O Fiel Jardineiro

Desde logo, o título é totalmente enganador, o que se calhar afasta algumas pessoas das salas. Um nome como O Fiel Jardineiro (e ainda mais o original "The Constant Gardener") remete para aquelas produções faustosas da Merchant Ivory a partir de uma qualquer adaptação de um clássico da Jane Austen.
Mas o que encontramos é afinal um filme actual, sobre uma problemática que já não é actual porque se repete desde sempre: o abandono e exploração a que a África é votada pelo mundo. Neste caso, Le Carré fez uma incursão pelos meandros da indústria farmacêutica e pela forma como esta testa alguns novos medicamentos - em seres humanos e obviamente em países onde a vida humana vale muito pouco e se compra com meia dúzia de patacos.
É claro que no final, depois de passarem os nomes dos milhares de pessoas que participaram na feitura do filme e 99% do público já saiu da sala, aparece o habitual disclaimer afirmando que todos os nomes de pessoas e empresas são fictícios. Mas surpreendentemente, Le Carré acrescenta uma segunda frase dizendo que, ao fazer a sua investigação para escrever o livro, o que descobriu sobre a indústria farmacêutica faz o filme parecer um postal ilustrado! Ou seja, neste caso, a ficção peca por defeito em relação à horrível realidade.
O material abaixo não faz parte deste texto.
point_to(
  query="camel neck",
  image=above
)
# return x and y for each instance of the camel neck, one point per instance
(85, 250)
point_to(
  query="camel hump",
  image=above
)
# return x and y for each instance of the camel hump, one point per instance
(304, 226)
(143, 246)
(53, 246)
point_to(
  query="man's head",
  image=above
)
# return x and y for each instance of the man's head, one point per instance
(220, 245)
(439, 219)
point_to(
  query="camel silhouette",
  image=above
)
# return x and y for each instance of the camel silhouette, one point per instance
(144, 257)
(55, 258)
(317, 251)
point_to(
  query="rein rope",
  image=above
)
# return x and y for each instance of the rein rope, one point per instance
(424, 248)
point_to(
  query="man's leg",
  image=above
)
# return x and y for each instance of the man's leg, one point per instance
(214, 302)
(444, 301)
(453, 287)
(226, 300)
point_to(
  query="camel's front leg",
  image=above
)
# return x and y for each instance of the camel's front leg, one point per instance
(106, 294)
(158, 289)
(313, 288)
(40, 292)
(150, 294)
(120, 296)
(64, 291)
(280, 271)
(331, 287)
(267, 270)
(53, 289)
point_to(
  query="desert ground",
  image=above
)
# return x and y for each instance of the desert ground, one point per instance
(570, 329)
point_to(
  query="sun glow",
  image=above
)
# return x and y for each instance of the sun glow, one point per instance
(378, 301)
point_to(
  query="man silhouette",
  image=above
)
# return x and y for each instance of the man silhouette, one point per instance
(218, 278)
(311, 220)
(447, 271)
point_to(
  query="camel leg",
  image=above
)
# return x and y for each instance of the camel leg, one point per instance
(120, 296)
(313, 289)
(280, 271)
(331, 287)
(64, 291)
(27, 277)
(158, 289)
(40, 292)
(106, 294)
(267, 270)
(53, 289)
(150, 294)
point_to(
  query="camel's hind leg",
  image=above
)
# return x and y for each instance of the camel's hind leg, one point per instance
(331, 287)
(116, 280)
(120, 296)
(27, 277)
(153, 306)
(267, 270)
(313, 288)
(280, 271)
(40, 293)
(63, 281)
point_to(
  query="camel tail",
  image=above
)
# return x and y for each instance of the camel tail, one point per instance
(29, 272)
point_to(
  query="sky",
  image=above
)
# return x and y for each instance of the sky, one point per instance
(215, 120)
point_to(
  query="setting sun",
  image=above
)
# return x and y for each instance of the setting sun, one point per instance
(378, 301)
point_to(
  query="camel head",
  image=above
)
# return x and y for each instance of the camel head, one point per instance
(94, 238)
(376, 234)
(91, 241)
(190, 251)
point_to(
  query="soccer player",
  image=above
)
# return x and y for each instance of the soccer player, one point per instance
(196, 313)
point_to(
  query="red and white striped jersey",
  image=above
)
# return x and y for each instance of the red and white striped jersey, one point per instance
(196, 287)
E só posso dizer que o filme é de facto tudo menos "simpático". Aliás, é tão subtil quanto um murro no estômago. A violência não é explícita (com poucas excepções), mas sim intuída. E deixa-nos com um nó na garganta, que começa ao minuto 15 e já não nos larga até ao fim.
Quase todo a acção é passada no Quénia mas, de caminho, Le Carré leva também o protagonista até ao Sudão, para chamar a atenção para outro genocídio que tem sido olimpicamente ignorado e para os métodos de recrutamento da guerrilha homicida e diabólica do Exército de Resistência do Senhor. Como é que as Nações Unidas e os países ricos defensores da justiça global ainda não intervieram a sério nesta situação é uma questão que depressa nos perguntamos. Será por causa do petróleo que o Governo de Cartum controla?...
Conclusão: excelente argumento, uma bela história de amor, actores de referência, excelente realização. No final, este pode não ser o filme do ano. Mas é seguramente obrigatório. Nem que seja para nos apercebermos do paraíso em que vivemos.